In 5-6 years, new technology will free up time to communicate with family
Sending artificial intelligence avatars to our meetings is the future, says the boss of high-tech company Zoom. Eric Yuan predicts that the technology will appear in five to six years and will free up time for communication with family.
The company's chief executive has suggested that Zoom users could in the near future send AI avatars to attend meetings in their absence, delegating the hard work of corporate life to a system trained on their own content, writes The Guardian.
Eric Yuan told the magazine The Verge said it would take “five or six years” for such a system to appear, but added that the company is working on technologies that could bring it closer to reality.
“Let's fast forward five to six years and assume AI is ready,” Yuan suggests. – AI can probably help with about 90% of the work, but in terms of real-time interaction, today we communicate online. So, I can send my digital version, and you can send your digital version.”

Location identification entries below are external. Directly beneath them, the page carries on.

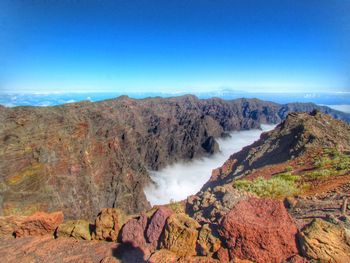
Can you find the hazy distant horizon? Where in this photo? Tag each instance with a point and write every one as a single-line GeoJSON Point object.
{"type": "Point", "coordinates": [171, 46]}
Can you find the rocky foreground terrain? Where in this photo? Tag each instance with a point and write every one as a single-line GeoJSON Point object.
{"type": "Point", "coordinates": [81, 157]}
{"type": "Point", "coordinates": [282, 199]}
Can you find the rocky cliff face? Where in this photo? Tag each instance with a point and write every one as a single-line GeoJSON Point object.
{"type": "Point", "coordinates": [84, 156]}
{"type": "Point", "coordinates": [289, 207]}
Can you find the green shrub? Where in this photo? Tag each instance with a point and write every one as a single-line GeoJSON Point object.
{"type": "Point", "coordinates": [287, 177]}
{"type": "Point", "coordinates": [289, 168]}
{"type": "Point", "coordinates": [275, 187]}
{"type": "Point", "coordinates": [177, 207]}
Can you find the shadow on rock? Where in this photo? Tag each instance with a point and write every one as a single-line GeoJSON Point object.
{"type": "Point", "coordinates": [126, 253]}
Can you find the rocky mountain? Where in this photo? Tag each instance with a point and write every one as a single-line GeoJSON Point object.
{"type": "Point", "coordinates": [81, 157]}
{"type": "Point", "coordinates": [282, 199]}
{"type": "Point", "coordinates": [297, 173]}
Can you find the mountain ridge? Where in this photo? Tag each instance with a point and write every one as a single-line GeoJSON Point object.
{"type": "Point", "coordinates": [80, 157]}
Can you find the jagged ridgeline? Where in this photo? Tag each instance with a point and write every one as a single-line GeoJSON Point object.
{"type": "Point", "coordinates": [81, 157]}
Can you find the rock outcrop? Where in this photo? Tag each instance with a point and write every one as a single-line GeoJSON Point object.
{"type": "Point", "coordinates": [81, 157]}
{"type": "Point", "coordinates": [180, 235]}
{"type": "Point", "coordinates": [259, 230]}
{"type": "Point", "coordinates": [78, 229]}
{"type": "Point", "coordinates": [323, 241]}
{"type": "Point", "coordinates": [133, 232]}
{"type": "Point", "coordinates": [39, 224]}
{"type": "Point", "coordinates": [156, 225]}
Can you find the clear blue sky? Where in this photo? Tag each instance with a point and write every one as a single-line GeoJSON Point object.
{"type": "Point", "coordinates": [168, 45]}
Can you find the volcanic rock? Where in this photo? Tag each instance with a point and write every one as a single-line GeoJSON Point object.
{"type": "Point", "coordinates": [299, 134]}
{"type": "Point", "coordinates": [42, 249]}
{"type": "Point", "coordinates": [8, 225]}
{"type": "Point", "coordinates": [79, 229]}
{"type": "Point", "coordinates": [108, 223]}
{"type": "Point", "coordinates": [259, 230]}
{"type": "Point", "coordinates": [81, 157]}
{"type": "Point", "coordinates": [39, 224]}
{"type": "Point", "coordinates": [156, 225]}
{"type": "Point", "coordinates": [180, 235]}
{"type": "Point", "coordinates": [133, 232]}
{"type": "Point", "coordinates": [207, 243]}
{"type": "Point", "coordinates": [163, 256]}
{"type": "Point", "coordinates": [323, 241]}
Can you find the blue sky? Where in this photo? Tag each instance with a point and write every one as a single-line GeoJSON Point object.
{"type": "Point", "coordinates": [170, 46]}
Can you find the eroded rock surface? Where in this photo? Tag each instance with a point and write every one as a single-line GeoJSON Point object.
{"type": "Point", "coordinates": [79, 229]}
{"type": "Point", "coordinates": [108, 223]}
{"type": "Point", "coordinates": [81, 157]}
{"type": "Point", "coordinates": [259, 230]}
{"type": "Point", "coordinates": [180, 235]}
{"type": "Point", "coordinates": [323, 241]}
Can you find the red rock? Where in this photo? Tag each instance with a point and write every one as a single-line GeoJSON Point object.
{"type": "Point", "coordinates": [259, 230]}
{"type": "Point", "coordinates": [222, 255]}
{"type": "Point", "coordinates": [108, 224]}
{"type": "Point", "coordinates": [42, 249]}
{"type": "Point", "coordinates": [133, 232]}
{"type": "Point", "coordinates": [8, 225]}
{"type": "Point", "coordinates": [157, 224]}
{"type": "Point", "coordinates": [163, 256]}
{"type": "Point", "coordinates": [39, 224]}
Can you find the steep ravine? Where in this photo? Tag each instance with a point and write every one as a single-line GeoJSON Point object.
{"type": "Point", "coordinates": [84, 156]}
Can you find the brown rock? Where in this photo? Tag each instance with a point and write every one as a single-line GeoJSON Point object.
{"type": "Point", "coordinates": [39, 224]}
{"type": "Point", "coordinates": [79, 229]}
{"type": "Point", "coordinates": [222, 255]}
{"type": "Point", "coordinates": [163, 256]}
{"type": "Point", "coordinates": [207, 242]}
{"type": "Point", "coordinates": [8, 225]}
{"type": "Point", "coordinates": [156, 225]}
{"type": "Point", "coordinates": [325, 242]}
{"type": "Point", "coordinates": [42, 249]}
{"type": "Point", "coordinates": [108, 224]}
{"type": "Point", "coordinates": [109, 260]}
{"type": "Point", "coordinates": [133, 232]}
{"type": "Point", "coordinates": [259, 230]}
{"type": "Point", "coordinates": [180, 235]}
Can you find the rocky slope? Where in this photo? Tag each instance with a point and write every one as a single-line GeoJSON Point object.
{"type": "Point", "coordinates": [84, 156]}
{"type": "Point", "coordinates": [290, 207]}
{"type": "Point", "coordinates": [303, 165]}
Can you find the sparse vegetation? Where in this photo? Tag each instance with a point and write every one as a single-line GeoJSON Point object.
{"type": "Point", "coordinates": [275, 187]}
{"type": "Point", "coordinates": [177, 207]}
{"type": "Point", "coordinates": [318, 173]}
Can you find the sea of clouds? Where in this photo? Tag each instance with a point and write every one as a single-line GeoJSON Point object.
{"type": "Point", "coordinates": [177, 181]}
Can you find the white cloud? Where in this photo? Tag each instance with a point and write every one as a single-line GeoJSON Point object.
{"type": "Point", "coordinates": [343, 108]}
{"type": "Point", "coordinates": [182, 179]}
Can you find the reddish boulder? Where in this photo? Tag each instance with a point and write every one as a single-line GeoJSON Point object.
{"type": "Point", "coordinates": [8, 225]}
{"type": "Point", "coordinates": [259, 230]}
{"type": "Point", "coordinates": [133, 232]}
{"type": "Point", "coordinates": [108, 224]}
{"type": "Point", "coordinates": [222, 255]}
{"type": "Point", "coordinates": [39, 224]}
{"type": "Point", "coordinates": [157, 224]}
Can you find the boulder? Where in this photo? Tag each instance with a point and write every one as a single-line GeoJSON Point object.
{"type": "Point", "coordinates": [133, 232]}
{"type": "Point", "coordinates": [259, 230]}
{"type": "Point", "coordinates": [156, 225]}
{"type": "Point", "coordinates": [163, 256]}
{"type": "Point", "coordinates": [207, 243]}
{"type": "Point", "coordinates": [180, 235]}
{"type": "Point", "coordinates": [78, 229]}
{"type": "Point", "coordinates": [8, 225]}
{"type": "Point", "coordinates": [39, 224]}
{"type": "Point", "coordinates": [222, 255]}
{"type": "Point", "coordinates": [325, 242]}
{"type": "Point", "coordinates": [108, 224]}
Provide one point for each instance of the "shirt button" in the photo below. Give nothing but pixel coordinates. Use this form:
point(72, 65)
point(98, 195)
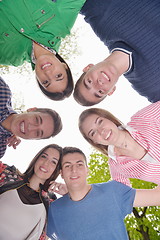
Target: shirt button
point(6, 34)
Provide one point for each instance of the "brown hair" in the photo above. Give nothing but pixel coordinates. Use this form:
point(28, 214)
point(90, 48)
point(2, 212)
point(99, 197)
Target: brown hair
point(67, 150)
point(30, 170)
point(56, 119)
point(67, 92)
point(102, 113)
point(78, 95)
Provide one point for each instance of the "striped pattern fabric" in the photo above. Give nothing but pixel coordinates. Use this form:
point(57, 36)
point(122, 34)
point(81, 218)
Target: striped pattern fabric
point(5, 111)
point(146, 124)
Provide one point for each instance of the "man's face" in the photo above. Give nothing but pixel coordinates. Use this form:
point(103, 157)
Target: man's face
point(32, 125)
point(46, 164)
point(74, 170)
point(98, 82)
point(51, 73)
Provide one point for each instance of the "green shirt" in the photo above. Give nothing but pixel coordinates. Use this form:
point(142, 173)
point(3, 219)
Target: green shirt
point(43, 21)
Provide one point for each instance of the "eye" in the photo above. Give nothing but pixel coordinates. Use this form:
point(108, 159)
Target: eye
point(67, 166)
point(100, 91)
point(100, 121)
point(59, 75)
point(54, 162)
point(45, 82)
point(80, 164)
point(43, 156)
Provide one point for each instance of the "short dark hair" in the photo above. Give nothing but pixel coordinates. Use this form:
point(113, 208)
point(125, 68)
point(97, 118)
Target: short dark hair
point(30, 170)
point(67, 92)
point(77, 94)
point(102, 113)
point(67, 150)
point(56, 119)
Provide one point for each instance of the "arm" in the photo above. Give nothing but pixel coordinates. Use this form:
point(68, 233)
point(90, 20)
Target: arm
point(59, 188)
point(147, 197)
point(13, 141)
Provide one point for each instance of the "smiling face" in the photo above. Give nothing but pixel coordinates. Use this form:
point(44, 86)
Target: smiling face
point(98, 82)
point(74, 170)
point(51, 73)
point(100, 130)
point(46, 164)
point(32, 125)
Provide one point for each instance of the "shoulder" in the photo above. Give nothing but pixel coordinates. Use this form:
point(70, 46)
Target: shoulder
point(60, 201)
point(113, 187)
point(149, 111)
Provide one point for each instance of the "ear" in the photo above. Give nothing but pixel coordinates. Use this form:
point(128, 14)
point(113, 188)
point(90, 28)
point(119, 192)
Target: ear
point(65, 65)
point(112, 91)
point(88, 67)
point(61, 174)
point(31, 109)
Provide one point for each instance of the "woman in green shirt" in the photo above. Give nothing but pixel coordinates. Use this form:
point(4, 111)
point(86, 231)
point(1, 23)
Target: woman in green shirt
point(32, 31)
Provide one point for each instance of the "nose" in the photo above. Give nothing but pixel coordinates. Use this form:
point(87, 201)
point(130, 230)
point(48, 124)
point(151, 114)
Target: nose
point(100, 131)
point(100, 81)
point(32, 127)
point(74, 168)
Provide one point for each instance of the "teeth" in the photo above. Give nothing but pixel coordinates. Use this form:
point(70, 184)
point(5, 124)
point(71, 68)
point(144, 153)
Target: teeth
point(108, 135)
point(104, 75)
point(22, 127)
point(46, 65)
point(43, 169)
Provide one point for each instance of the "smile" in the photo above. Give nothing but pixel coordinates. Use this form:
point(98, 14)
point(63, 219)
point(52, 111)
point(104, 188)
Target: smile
point(43, 169)
point(46, 65)
point(105, 76)
point(108, 135)
point(22, 127)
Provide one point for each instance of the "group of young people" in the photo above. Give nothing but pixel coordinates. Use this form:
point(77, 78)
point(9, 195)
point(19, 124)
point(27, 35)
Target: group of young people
point(32, 31)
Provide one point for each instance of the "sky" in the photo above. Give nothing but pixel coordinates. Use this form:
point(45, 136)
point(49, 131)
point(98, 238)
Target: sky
point(123, 103)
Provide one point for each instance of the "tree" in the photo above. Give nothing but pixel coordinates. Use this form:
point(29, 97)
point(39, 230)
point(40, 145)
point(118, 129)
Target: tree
point(143, 223)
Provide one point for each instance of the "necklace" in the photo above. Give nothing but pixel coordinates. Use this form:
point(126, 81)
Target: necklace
point(28, 185)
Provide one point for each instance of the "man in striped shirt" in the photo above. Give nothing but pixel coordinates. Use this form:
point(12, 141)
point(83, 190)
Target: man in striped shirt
point(37, 123)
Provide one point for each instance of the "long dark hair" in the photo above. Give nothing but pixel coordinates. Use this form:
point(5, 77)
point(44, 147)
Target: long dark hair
point(67, 92)
point(30, 170)
point(102, 113)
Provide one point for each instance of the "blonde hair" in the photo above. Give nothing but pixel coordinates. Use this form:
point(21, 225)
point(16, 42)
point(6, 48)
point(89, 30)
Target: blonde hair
point(102, 113)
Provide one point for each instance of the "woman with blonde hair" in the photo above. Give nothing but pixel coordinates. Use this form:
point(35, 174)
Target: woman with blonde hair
point(134, 149)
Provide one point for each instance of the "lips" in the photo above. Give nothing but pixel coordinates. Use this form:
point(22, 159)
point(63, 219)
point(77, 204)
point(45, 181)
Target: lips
point(74, 178)
point(22, 127)
point(108, 135)
point(46, 65)
point(43, 169)
point(105, 76)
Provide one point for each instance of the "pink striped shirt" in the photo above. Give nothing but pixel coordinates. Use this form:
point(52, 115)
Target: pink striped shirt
point(146, 125)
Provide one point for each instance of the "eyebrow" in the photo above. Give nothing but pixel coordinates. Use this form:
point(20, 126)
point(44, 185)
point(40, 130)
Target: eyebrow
point(47, 156)
point(95, 123)
point(71, 163)
point(95, 94)
point(60, 79)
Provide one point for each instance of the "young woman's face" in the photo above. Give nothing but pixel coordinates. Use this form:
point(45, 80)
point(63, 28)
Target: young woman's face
point(100, 130)
point(51, 73)
point(46, 164)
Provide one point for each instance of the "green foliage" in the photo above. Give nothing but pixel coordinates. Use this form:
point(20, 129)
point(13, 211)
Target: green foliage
point(143, 223)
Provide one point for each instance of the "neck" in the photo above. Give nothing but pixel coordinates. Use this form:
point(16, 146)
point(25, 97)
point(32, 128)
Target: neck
point(79, 194)
point(119, 60)
point(129, 147)
point(8, 122)
point(39, 50)
point(34, 183)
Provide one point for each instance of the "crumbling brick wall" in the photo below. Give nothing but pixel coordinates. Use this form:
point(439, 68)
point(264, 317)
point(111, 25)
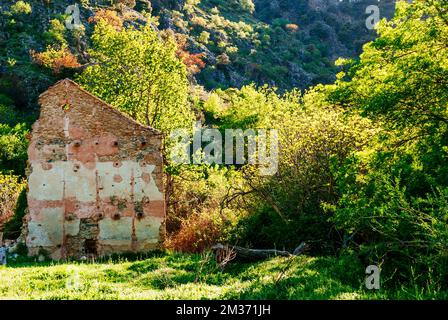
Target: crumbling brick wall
point(95, 178)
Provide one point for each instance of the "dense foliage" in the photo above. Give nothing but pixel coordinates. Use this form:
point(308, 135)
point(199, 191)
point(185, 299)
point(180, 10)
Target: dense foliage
point(362, 169)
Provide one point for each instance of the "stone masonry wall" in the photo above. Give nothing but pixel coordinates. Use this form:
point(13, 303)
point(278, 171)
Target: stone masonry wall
point(95, 179)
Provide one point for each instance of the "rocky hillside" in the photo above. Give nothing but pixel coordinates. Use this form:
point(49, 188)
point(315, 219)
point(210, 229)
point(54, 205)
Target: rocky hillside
point(283, 43)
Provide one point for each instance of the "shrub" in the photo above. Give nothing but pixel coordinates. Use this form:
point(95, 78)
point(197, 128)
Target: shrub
point(199, 214)
point(56, 59)
point(13, 148)
point(21, 7)
point(197, 233)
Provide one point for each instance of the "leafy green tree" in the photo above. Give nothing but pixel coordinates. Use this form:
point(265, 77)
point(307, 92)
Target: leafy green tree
point(139, 73)
point(393, 204)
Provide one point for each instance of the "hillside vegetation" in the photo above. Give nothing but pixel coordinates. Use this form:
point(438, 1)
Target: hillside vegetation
point(363, 161)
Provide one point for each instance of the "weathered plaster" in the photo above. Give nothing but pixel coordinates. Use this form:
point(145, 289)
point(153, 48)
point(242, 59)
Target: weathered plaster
point(95, 178)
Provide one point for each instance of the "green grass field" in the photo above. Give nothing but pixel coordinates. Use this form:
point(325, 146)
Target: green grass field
point(181, 276)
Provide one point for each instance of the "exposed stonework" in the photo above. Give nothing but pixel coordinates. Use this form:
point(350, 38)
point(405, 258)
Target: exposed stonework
point(95, 178)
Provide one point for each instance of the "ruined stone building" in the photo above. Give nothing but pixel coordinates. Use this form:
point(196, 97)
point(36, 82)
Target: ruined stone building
point(95, 179)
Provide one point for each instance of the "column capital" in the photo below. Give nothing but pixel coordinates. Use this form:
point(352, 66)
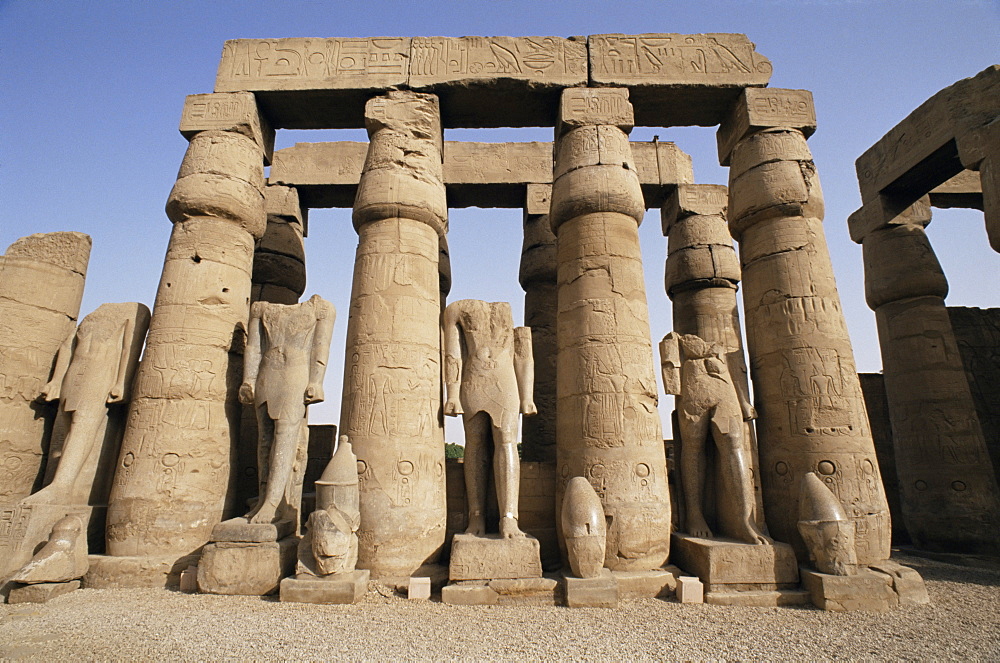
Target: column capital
point(765, 108)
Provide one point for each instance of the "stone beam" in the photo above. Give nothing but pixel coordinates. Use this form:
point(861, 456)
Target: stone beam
point(923, 151)
point(313, 83)
point(475, 174)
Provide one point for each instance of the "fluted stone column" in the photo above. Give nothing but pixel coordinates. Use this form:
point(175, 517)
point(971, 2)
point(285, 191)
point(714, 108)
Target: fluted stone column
point(812, 415)
point(608, 427)
point(950, 500)
point(702, 277)
point(279, 276)
point(392, 392)
point(537, 275)
point(41, 285)
point(174, 471)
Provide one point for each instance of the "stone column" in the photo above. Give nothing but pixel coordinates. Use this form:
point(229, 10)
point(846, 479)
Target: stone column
point(41, 285)
point(950, 500)
point(538, 278)
point(811, 411)
point(392, 392)
point(702, 276)
point(279, 276)
point(174, 471)
point(608, 427)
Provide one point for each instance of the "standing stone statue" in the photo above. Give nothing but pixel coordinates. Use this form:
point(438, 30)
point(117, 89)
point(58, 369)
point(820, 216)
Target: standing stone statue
point(284, 366)
point(94, 369)
point(489, 375)
point(710, 404)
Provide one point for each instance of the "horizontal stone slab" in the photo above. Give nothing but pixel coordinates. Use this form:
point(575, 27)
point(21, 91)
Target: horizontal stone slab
point(312, 83)
point(475, 174)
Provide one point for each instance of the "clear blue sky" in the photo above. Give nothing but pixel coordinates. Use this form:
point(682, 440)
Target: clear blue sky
point(91, 94)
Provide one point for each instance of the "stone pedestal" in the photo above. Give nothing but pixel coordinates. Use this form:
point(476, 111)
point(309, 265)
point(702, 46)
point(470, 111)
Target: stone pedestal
point(41, 592)
point(608, 426)
point(338, 589)
point(493, 557)
point(392, 371)
point(811, 411)
point(599, 592)
point(173, 476)
point(249, 569)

Yuan, who also founded Zoom, added that using AI avatars in this way could free up time for career choices. “You and I will have more time for personal communication, but perhaps not for work. Perhaps for something else. Why do we have to work five days a week? In the long term — four or three days. Why don't you spend more time with your family?”
Eventually, he suggests, each user will have their own “large language model” (LLM), which underlies services such as ChatGPT, which will be trained on their own speech and behavior patterns, allowing them to generate highly personalized responses to requests.
Such systems could be a natural extension of the artificial intelligence tools that already exist today. Services like Gmail can summarize and suggest replies to emails based on previous messages, while Microsoft Teams will transcribe and summarize the results of video conferences, automatically generating a to-do list based on the content.
Other services will create realistic video avatars and believably generated speech based on text transcripts. If you put them all together, it may seem that the AI avatar is very close to reality.
However, AI expert Simon Willison dismissed the idea that such technology was inevitable or even possible. “My main problem with this whole idea is that it is pure science fiction thinking about artificial intelligence,” he said. “Just because an LLM can create an acceptable impression of someone doesn’t mean it can actually do useful ‘work’ on that person’s behalf.”“Graduate degrees are useful tools for reflection. These are terrible tools for delegating decision making. My current principle is that they should be used: any time someone hands over actual decision-making power to an opaque random number generator, it's a recipe for disaster.”
Others have expressed concern about the blurring of concepts. «real» and «fake». Steve Vaughn, chief product officer at security and identity company 1Password, pointed to Yuan's statements as evidence that online verification will soon become significantly more difficult.
“How many digital twins can I have at any given time?” ? It's like a max-margin situation,” Vaughn said Tuesday, referring to the 1980s TV series. “The fact that the world's leading chat app thinks, 'Yes, it's perfectly okay to have inauthentic conversations, representation, and business decisions,' I think makes it an urgent problem that we have to solve.»